Scorpio’s March Challenge: Cat pose, no cow
Not one person is going to understand anything that is exploding from your brain. You may need to invest in a really good journal, a lot of pencils, and a whole lot of determination to muddle through this hell of a retrograde. You’re cool and all. Buy some new shoes or a boat to bide your time.
Sagittarius’ March Challenge: Memorize all yamas and niyamas in Klingon
The world cannot possibly get MORE off your lawn at this point, and yet, here we are. Perhaps this is a good time to head to that Vipassana meditation you’ve been looking at, where you can focus solely on your inner workings and let go of all of the crap you’re constantly dealing with because nobody else can be bothered. Hmph.
Capricorn’s March Challenge: Smiling sun salutations
Dare I say that your unique and endearing ways of communication may fall short this month as everyone else seems to be dealing with a crap ton of awful. You’re like the sad clown staring wistfully through a foggy window, gently sighing, waiting for all your friends to come out and play again. Le sigh.

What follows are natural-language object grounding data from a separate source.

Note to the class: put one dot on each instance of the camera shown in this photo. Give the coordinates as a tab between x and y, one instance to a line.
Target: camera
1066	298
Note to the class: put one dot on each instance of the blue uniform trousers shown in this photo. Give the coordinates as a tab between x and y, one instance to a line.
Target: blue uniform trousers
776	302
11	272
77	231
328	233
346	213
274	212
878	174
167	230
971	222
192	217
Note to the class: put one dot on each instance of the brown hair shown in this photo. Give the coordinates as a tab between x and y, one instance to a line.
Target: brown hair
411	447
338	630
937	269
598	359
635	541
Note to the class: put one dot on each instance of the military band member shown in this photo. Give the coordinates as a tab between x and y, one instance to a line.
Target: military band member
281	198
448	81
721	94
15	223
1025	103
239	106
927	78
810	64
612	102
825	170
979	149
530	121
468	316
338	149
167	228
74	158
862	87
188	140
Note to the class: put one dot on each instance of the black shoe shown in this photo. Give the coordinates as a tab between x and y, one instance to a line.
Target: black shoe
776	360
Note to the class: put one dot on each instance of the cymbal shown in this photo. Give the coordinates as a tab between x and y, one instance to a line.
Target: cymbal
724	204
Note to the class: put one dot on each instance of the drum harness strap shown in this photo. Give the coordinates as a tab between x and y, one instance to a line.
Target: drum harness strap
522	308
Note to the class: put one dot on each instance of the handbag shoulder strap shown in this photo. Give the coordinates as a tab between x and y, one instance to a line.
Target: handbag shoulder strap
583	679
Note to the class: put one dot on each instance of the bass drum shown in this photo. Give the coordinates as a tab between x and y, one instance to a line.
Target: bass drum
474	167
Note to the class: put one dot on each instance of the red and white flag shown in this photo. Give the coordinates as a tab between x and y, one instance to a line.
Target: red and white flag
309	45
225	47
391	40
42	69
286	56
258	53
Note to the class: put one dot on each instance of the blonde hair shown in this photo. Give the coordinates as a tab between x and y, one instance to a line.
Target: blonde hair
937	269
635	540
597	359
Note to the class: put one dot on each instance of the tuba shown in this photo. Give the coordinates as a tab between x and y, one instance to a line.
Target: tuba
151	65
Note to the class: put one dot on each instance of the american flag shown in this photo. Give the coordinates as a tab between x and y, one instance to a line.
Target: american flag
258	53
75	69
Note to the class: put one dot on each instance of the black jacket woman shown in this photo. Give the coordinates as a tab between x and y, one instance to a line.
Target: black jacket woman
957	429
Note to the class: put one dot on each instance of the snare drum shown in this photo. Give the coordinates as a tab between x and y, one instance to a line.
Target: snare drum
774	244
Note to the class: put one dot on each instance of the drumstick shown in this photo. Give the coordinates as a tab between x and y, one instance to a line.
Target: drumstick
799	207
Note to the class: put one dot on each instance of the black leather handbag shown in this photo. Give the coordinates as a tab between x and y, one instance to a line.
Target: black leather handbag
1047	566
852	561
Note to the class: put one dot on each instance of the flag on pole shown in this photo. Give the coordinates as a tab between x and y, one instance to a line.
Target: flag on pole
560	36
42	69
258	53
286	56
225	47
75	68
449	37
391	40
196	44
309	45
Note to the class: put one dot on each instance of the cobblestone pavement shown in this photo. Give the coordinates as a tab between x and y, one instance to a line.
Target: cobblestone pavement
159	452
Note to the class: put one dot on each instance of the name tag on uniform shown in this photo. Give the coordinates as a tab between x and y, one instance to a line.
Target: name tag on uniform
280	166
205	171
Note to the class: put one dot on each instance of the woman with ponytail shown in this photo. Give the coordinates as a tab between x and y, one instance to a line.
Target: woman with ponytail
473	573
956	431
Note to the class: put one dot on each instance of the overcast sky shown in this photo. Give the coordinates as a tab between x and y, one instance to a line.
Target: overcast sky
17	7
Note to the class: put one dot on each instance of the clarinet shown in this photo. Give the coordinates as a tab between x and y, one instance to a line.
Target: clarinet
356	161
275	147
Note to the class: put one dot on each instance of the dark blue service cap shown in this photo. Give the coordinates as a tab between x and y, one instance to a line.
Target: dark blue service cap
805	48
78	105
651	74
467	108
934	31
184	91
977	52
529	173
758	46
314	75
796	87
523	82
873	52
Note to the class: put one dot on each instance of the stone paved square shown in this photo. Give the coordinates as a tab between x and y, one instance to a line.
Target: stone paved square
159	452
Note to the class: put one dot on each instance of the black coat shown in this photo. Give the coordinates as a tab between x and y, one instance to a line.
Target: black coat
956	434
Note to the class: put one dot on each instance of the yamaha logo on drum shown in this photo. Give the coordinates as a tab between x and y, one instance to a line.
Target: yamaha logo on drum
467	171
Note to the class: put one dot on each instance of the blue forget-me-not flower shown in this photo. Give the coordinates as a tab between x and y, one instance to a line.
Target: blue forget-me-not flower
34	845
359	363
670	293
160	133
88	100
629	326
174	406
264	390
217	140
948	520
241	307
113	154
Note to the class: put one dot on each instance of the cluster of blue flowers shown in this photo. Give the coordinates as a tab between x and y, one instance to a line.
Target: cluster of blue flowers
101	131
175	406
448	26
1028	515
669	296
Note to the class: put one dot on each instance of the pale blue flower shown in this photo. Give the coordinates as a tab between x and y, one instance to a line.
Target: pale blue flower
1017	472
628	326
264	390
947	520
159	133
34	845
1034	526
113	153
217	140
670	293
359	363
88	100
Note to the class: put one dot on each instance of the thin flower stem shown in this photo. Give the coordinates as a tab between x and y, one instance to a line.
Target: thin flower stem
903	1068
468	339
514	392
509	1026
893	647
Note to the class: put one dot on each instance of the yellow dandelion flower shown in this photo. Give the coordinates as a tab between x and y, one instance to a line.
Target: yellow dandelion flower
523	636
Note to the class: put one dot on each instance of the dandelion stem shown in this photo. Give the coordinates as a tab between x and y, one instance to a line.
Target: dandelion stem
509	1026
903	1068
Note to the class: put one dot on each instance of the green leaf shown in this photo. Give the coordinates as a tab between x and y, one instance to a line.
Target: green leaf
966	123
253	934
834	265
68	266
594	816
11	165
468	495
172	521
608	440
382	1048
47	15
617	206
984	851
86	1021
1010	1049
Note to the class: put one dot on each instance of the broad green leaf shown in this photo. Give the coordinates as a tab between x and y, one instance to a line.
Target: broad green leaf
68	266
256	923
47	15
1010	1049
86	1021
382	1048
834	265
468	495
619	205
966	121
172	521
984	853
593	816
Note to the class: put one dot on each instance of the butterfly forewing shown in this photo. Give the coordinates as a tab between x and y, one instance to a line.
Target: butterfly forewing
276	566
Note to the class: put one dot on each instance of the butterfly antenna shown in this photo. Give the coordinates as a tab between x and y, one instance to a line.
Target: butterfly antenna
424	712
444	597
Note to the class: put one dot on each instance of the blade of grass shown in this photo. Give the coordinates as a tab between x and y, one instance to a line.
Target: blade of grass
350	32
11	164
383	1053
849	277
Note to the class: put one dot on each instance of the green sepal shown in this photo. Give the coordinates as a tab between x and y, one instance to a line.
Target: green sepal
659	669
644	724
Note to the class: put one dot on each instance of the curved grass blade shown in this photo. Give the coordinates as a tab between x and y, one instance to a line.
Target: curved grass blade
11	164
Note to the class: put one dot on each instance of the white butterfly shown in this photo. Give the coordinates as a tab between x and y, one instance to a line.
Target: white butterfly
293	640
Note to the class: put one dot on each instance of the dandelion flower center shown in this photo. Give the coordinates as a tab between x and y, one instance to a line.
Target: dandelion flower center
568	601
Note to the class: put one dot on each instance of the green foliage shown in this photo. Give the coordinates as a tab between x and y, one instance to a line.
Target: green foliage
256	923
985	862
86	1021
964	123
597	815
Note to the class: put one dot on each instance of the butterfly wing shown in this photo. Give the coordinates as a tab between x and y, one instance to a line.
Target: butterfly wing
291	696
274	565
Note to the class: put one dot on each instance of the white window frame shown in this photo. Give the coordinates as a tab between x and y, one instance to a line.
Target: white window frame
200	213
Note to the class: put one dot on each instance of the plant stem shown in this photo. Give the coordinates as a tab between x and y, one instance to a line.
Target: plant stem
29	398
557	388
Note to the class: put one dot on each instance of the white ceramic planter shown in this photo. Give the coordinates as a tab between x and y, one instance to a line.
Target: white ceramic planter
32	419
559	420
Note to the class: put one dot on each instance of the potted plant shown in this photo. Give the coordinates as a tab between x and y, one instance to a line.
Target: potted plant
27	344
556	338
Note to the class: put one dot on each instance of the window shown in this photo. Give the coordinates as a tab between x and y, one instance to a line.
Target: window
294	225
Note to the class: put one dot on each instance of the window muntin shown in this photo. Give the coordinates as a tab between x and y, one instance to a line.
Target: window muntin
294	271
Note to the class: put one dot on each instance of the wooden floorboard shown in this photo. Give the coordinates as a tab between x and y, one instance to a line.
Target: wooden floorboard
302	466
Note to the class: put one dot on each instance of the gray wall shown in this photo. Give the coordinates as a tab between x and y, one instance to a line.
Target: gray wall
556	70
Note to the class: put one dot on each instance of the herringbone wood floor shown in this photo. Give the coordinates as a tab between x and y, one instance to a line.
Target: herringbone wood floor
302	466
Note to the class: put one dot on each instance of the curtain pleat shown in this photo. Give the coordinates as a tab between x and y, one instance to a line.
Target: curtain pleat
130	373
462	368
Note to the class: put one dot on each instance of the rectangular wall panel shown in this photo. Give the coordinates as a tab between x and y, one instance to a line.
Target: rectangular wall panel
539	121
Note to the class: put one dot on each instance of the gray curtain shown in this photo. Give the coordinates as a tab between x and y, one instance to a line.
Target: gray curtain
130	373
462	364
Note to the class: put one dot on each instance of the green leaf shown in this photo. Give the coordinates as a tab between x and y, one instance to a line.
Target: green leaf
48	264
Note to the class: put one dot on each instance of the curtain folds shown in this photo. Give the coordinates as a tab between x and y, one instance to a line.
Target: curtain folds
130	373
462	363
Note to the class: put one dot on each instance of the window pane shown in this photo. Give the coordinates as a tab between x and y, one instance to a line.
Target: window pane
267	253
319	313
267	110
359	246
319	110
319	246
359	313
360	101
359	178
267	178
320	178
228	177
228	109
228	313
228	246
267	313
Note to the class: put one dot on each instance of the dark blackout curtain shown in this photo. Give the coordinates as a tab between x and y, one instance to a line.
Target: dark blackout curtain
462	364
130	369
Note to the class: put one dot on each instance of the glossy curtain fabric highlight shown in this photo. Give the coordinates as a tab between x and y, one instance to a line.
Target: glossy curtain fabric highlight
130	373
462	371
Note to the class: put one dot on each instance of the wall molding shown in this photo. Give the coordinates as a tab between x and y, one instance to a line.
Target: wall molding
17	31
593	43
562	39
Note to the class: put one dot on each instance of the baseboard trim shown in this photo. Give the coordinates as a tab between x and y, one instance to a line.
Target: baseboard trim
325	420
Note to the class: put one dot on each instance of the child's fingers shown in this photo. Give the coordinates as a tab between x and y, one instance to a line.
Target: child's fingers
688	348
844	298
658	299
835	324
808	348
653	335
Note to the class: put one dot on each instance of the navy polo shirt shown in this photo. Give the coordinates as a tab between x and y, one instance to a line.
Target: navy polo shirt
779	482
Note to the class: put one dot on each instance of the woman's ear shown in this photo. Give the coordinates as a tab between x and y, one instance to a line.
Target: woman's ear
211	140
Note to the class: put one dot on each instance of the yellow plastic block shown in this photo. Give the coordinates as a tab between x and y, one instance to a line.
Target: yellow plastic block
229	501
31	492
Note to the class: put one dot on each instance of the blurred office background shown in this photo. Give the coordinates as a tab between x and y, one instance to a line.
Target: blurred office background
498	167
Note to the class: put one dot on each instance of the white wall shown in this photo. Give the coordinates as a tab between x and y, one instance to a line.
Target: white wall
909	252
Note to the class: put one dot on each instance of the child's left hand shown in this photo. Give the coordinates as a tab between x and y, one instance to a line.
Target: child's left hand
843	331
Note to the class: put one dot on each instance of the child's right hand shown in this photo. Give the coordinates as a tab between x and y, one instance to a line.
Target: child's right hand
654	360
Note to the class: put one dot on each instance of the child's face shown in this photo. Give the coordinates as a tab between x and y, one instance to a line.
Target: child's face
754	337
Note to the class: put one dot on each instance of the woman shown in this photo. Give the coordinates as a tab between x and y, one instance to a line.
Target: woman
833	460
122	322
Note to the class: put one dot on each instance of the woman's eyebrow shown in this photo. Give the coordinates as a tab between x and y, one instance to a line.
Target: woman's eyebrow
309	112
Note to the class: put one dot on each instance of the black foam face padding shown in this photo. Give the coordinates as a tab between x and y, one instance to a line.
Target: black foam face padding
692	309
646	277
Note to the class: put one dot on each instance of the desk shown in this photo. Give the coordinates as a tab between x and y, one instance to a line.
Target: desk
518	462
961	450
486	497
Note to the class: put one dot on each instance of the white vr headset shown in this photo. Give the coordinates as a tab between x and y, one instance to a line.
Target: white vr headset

Aquarius’ March Challenge: Mountain pose with fists shaking at the sky
Last year was pretty awful, and maybe you’re coming out of it. Just kidding, you’re totally coming out of whatever that crap was, and that’s why this retrograde is so important for you. You get to end things on your terms, but that’s not all! You also get a glimpse into how you can really TALK to the Universe and deepen that connection again. Once it apologizes, of course.
Pisces’ March Challenge: Butterfly with Nadi Shodhana
Be fearless, even as everything you cling to in your own reality slowly fades into the abyss. Blame the retrograde. That’s what the professionals do.